HxD_DasmDataInspectorPlugin icon indicating copy to clipboard operation
HxD_DasmDataInspectorPlugin copied to clipboard

Ignored bits only ignored when not set

Open exodustx0 opened this issue 2 years ago • 5 comments

I'm writing an ISA definition which has instructions that ignore some bits. How I'm writing it now: 50,0000,FF1F,H,U,,,,"JFS ?"

The log file states a successful parsing of the instruction, yet this instruction always disassembles to "invalid". That seems like a bug to me.

I do have a temporary workaround: 50,0000,FF1F,H,U,00E0,,,"JFS ?"

This explicitly specifies the bits that are ignored (meaning that there's currently no way to define an instruction with two operands and ignored bits). This works, but should ideally not be necessary. Could the plugin be updated to handle this case automatically?

exodustx0 avatar Jun 21 '22 16:06 exodustx0

Hi. Thanks for identifying and reporting the issue you have come across.

Can you please give more information on the JFS instruction definition?

In trying to recreate the problem I have tried your original definition: 50,0000,FF1F,H,U,,,,"JFS ?"

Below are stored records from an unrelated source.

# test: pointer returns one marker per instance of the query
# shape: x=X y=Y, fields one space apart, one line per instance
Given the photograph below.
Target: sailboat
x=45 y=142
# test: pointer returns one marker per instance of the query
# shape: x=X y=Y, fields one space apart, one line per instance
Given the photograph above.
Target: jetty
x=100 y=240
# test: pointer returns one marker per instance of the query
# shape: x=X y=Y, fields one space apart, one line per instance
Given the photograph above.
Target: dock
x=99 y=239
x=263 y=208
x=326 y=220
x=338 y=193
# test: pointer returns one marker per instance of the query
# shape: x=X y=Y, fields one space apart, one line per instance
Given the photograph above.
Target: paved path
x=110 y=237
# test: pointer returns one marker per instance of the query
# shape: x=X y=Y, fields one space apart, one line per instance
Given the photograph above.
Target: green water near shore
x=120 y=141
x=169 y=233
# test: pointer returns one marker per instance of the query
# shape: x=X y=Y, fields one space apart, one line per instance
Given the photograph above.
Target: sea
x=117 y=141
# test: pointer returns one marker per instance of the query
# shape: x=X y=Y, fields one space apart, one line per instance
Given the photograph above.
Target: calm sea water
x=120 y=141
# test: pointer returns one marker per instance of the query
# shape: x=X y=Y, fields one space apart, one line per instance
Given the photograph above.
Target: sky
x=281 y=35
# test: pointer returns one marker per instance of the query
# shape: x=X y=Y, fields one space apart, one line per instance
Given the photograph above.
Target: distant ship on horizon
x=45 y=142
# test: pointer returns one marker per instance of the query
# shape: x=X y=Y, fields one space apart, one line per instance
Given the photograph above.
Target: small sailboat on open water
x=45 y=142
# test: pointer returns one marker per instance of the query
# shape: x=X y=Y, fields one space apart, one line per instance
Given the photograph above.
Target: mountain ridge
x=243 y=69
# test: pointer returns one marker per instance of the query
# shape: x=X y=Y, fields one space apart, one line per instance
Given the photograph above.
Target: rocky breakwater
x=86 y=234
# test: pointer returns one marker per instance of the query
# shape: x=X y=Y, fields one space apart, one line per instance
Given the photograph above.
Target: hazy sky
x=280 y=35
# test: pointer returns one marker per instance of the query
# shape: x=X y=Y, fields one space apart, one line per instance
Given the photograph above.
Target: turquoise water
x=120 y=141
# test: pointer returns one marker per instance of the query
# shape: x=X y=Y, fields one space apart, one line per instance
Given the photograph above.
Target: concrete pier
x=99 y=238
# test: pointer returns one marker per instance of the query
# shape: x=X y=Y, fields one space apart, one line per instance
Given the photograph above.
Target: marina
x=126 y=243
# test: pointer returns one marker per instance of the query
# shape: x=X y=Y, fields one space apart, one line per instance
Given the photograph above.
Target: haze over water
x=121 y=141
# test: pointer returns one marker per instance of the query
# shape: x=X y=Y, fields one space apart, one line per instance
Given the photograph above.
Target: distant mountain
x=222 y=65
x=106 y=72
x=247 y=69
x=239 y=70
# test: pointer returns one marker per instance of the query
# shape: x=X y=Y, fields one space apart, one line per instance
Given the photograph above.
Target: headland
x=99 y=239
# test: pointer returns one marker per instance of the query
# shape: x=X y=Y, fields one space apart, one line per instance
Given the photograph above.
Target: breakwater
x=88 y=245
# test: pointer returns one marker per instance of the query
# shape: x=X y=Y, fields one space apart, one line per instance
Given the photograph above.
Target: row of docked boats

With this, a 3 byte sequence of 50 00 00 appears to correctly? generate: JFS $0000

The difficulty I'm having trying to understand the problem is that each OperandMask is intended to extract a single Operand value only. Based on the ISA's that I have experienced so far, I have expected that a single Operand value would comprise a single consequative sequence of masked bits.
i.e. In your example case, with a 16 bit OperandBytes ("0000"), then a mask specifying a single Operand Value (bit sequence) of between 1 and 16 bits would be expected. On this basis, by providing a mask of "FF1F", a single extracted Operand value would be 16 bits long, with 3 bits of the extracted 16 bit value being masked-out (to always be zero).

Are you instead expecting that the single mask "FF1F" should equate to two seperate Operand bit sequences? i.e. An 8 bit Operand value (masked by FF00) and a seperated 5 bit Operand Value (masked by 001F).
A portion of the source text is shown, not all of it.